Anicetus, perhaps it's not on topic, but your examples above reminded me of a problem I have - how is Camusov (from Albert Camus) pronounced in Croatian? Bosnian has the same spelling, but I'm not sure how I should pronounce it; writing Camus*ov* and pronouncing Kamij*ev* seems rather strange.


----------



## Anicetus

I don't know, maybe _Kamisov_? Liaison does occur in French... Or _Kamiov_? There are apparently many grey areas. There's staggering with feminine names ending in a silent -h too. _Sarah, Oprah_ and _Utah_ should be indeclinable, I guess, but they sound just like our a-nouns when read, so many people seem to say and write _Oprin, Opre_ etc.


----------



## Brainiac

In Serbian is Kamijev (Kamijeva filozofija apsurda)
Words ending in -h:Sarah, becomes Sara, and it could be declined (Sara, Sare, Sari....). 

In Croatian, the locative case goes before instrumental????

Wiki says:


Nominativ - _Tko? Što?_ (Postoji) 
Akuzativ - _Koga? Što?_ (Vidim) 
Genitiv - _Koga? Čega?_ (Nema) 
Dativ - _Komu? Čemu?_ (Prilazim) 
Lokativ - _O komu? O čemu?_ (Razmišljam) 
Instrumental - _S kim(e)? Čim(e)?_ (Putujem) 
Vokativ - _Oj! Ej! (dozivanje)_ 

I had no idea about this!!!!


----------



## Anicetus

Traditional order is N, G, D, A, V, L, I and that's the one I learned at school. The new order Wikipedia brings must be quite recent.


----------



## Brainiac

In Serbian, declinations of sako, Tokio and Milano are same.
Lee is Li (Bruce Lee is Brus Li), Boccaccio is Bokačo, Google is Gugl, Miami is Majami, all have their declination (the same endings as in Croatian, but the roots are different, as you see)
For Timbuktu I'm not sure, but I guess it the same too.
CD, CD-a, the same, but I think it's more correct to write the full name - kompakt disk, and then decline, not an abbreviation of a noun.


----------



## Arath

Thanks for the responses.


----------



## DenisBiH

Brainiac said:


> Google is Gugl




But wouldn't this mean that Serbian has syllabic -l-?

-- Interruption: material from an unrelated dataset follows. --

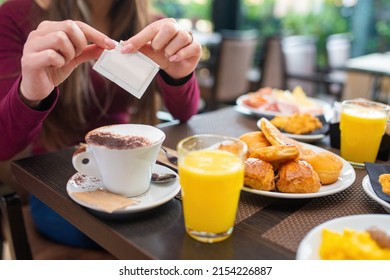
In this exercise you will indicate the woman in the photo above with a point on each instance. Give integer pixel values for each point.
(49, 95)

I remember someone suggesting on another forum that _mejl _(from e-mail) should be _mejao_.


----------



## Duya

But it does, albeit it's comparatively rare -- _bicikl, monokl_. It's quite common in transcription from English: _Aplbi, Bartlbi_ and yes, _Gugl_.


----------



## Brainiac

Gugl, gugluj ga, mejl, mejluj me, šibni mejl, potrči program, daunlouduj ga (skini ga).... lots of "Serbanized" Englished words


----------



## Sobakus

Yes, when it comes to loanwords, in Russian only feminine in -a and masculine with zero ending decline. Even neuter in -o/e and feminine in -ь don't, which annoys me. By the way, we treat the syllabic L as part of a consonant cluster.


----------



## Arath

Sobakus said:


> Yes, when it comes to loanwords, in Russian only feminine in -a and masculine with zero ending decline. Even neuter in -o/e and feminine in -ь don't, which annoys me.


 Do you have an alternative solution?


----------



## Sobakus

Arath said:


> Do you have an alternative solution?


 We try making the word a qualifier itself: певицу Бейонсе, города Майями (the orthography doesn't make sense, I know). Anyway we don't think of these words as having no cases, but as having all 6 of them identical. In our minds, отец Бейонсе is still Genetive. Бейонсин отец would be strictly colloquial.


----------